If a community does not qualify and there is a risk of flood, property owners may be able to obtain federal flood assistance of a limited monetary amount; but that is about it, because flood damage generally is excluded by property insurance policies. Homeowners in the case of Wallis v. Country Mutual Insurance Company, 723 N.E.2d 376 (App. Ct. of IL 2000) found this out after they brought suit against their insurer for damage when waters in a manmade watercourse overflowed its bank during heavy rain.

The decision of the court in this matter was against the homeowners, given that the all-risks homeowners policy excluded "water damage," meaning in part "flood."

What is not covered-A tough call

While many people would probably have no problem describing the characteristics of a flood, the NFIP flood policies handle that task for policyholders by defining that term as meaning:

A. A general and temporary condition of partial or complete inundation of normally dry land area from:

1. The overflow of inland or tidal waters.

2. The unusual and rapid accumulation of runoff of surface waters from any source.

3. Mudslides (i.e., mudflows) which are proximately caused by flooding as defined ... and are akin to a river of liquid and flowing mud on the surfaces of normally dry land areas. ...

B. The collapse or subsidence of land along the shore of a lake or other body of water as a result of erosion or undermining caused by waves or currents of water. ...

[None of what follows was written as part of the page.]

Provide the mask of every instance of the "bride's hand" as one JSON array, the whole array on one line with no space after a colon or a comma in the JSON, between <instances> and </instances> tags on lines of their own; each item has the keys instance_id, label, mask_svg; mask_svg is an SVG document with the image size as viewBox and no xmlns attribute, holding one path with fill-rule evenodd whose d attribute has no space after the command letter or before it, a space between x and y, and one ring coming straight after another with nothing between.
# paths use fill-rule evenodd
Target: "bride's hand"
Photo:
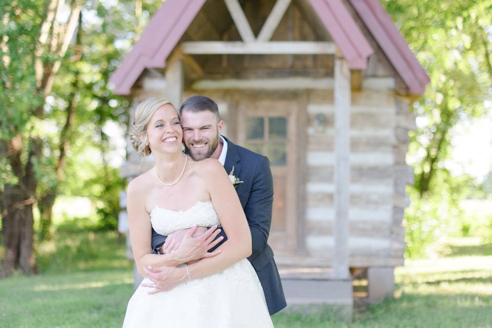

These flood policies are subject to limitations on coverage imposed by applicable federal regulations with one of the perils specifically excluded being landslide, a term that is not defined in the policy.

Do people really know the difference between mudslides and landslides? The insurer thought it knew, in the case of McHugh a United Service Automobile Association 164 F.3d 451 (US.Ct.App. 9tlz Car. 1999), and put the homeowners through what looked like a long, expensive dispute only to find out it did not know the difference.

The insureds in this case reported to their insurer that their beach house had been damaged by a floodrelated mudslide that occurred after heavy rains and an overflow of a drainage ditch situated at the top of the slope on which the house was located. The house, located at the base of a steep sloping hill, was knocked off its foundation and partially destroyed after being hit by a saturated mixture of soil, gravel, vegetation, and rock.

After receiving the claim, the insurer hired an independent adjuster who took photographs and then hired a geo-technical engineering firm to determine the exact cause of the damage. The engineer concluded that the slide was caused by a combination of factors including saturation of the surface soils by heavy rainfall and a buildup of groundwater in the underlying sand and gravel. The report concluded that the soil instability was classified as a landslide, not a mudslide.

The insureds hired their own geotechnical engineer, who concluded that the damage was caused by a mudslide, not a landslide, precipitated by soil saturation and surface-water runoff from a natural drainage channel above the slide area.

Still seeking recovery of damages, and in light of the differing opinions, the insureds brought suit against their insurer. With the lower court agreeing with the insurer, the decision was appealed. The fundamental question involved, from the court's perspective, was not so much the interpretation of the policy's exclusionary language, but whether a mudflow had occurred and was the proximate cause of the damage to the house.